Das bedeutet: Ihre heutige Strategieplanung oder die Analyse Ihrer Kundendaten könnte Teil des allgemeinen Wissens von GPT-5 oder einer zukünftigen Version werden. Um bei unserer Metapher zu bleiben: Der Besitzer des öffentlichen Cafés, in dem Sie Ihren vertraulichen Fall besprechen, nimmt das gesamte Gespräch auf, um damit einen neuen Mitarbeiter auszubilden. Ein für jedes Unternehmen inakzeptables Risiko.

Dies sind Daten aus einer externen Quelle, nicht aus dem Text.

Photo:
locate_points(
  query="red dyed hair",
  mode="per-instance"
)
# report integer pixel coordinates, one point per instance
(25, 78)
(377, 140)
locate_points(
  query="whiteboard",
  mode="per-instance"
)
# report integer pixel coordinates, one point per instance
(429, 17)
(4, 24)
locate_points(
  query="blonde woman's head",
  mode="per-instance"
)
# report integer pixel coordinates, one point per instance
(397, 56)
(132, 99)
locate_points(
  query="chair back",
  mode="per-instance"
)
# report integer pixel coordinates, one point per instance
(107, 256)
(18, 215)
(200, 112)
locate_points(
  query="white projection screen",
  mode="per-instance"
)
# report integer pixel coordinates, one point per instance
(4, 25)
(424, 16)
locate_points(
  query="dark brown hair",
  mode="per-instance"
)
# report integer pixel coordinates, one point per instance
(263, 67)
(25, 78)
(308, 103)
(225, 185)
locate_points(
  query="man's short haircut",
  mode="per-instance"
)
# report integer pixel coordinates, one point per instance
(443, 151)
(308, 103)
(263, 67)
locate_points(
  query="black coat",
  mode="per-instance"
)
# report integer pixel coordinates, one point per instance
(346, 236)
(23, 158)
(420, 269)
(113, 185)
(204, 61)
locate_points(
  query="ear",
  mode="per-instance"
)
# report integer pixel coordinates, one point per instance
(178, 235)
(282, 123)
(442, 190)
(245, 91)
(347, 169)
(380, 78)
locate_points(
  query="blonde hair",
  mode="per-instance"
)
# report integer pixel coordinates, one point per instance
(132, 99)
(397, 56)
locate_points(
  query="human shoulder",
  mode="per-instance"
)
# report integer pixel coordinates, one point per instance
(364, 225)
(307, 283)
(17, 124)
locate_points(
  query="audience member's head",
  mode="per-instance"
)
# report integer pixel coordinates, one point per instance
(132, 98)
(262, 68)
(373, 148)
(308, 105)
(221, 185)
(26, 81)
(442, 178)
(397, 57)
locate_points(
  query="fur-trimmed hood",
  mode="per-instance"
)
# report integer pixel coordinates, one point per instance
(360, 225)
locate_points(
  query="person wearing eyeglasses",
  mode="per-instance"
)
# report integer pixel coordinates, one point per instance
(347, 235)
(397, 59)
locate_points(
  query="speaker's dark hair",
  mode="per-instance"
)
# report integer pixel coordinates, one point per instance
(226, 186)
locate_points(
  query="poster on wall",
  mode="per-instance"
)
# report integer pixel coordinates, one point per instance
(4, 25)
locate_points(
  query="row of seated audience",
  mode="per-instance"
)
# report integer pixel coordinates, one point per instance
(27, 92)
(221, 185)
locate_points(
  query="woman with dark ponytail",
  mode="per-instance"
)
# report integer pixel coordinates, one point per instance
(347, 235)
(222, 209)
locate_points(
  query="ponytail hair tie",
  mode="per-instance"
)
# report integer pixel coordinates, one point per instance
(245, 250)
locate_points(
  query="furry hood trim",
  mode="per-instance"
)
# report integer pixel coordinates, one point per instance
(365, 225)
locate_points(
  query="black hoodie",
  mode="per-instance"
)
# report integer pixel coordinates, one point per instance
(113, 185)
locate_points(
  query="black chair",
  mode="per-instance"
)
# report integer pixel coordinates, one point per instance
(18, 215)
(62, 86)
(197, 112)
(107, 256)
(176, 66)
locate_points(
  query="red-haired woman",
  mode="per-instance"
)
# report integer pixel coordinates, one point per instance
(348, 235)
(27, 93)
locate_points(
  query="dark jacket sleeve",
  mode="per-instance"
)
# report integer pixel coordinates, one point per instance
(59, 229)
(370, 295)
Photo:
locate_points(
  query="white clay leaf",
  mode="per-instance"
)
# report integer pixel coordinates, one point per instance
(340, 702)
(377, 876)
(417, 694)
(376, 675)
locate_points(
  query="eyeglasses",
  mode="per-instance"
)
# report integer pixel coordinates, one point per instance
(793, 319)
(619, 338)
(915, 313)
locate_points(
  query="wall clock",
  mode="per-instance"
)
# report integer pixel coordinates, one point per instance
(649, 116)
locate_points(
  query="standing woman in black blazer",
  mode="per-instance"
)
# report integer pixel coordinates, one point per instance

Die Lösung: Ein privater, geschützter Arbeitsraum
Die Lösung besteht darin, die Kontrolle über die "Arbeitsumgebung" zu behalten. Sie müssen sicherstellen, dass der Experte in einem privaten, geschützten "Büro" arbeitet. Dies wird durch Enterprise-Lösungen wie ChatGPT Enterprise/Team oder die Nutzung der Modelle über eine sichere Cloud-Umgebung wie Microsoft Azure erreicht. In diesen geschützten Umgebungen ist vertraglich garantiert, dass Ihre Konversationen vertraulich bleiben und für keinerlei andere Zwecke verwendet werden.
Fazit: Denken Sie in Aufträgen, nicht in Trainingseinheiten

Denken Sie in Aufträgen an einen externen Fachexperten. Sie geben ihm genau die Informationen, die er für den aktuellen Auftrag benötigt, nicht mehr und nicht weniger. Und, was am wichtigsten ist: Sie stellen sicher, dass er in einer sicheren und vertraulichen Umgebung arbeitet.
Mit diesem pragmatischen mentalen Modell können Sie die Leistung von Sprachmodellen souverän und sicher für Ihr Unternehmen erschliessen.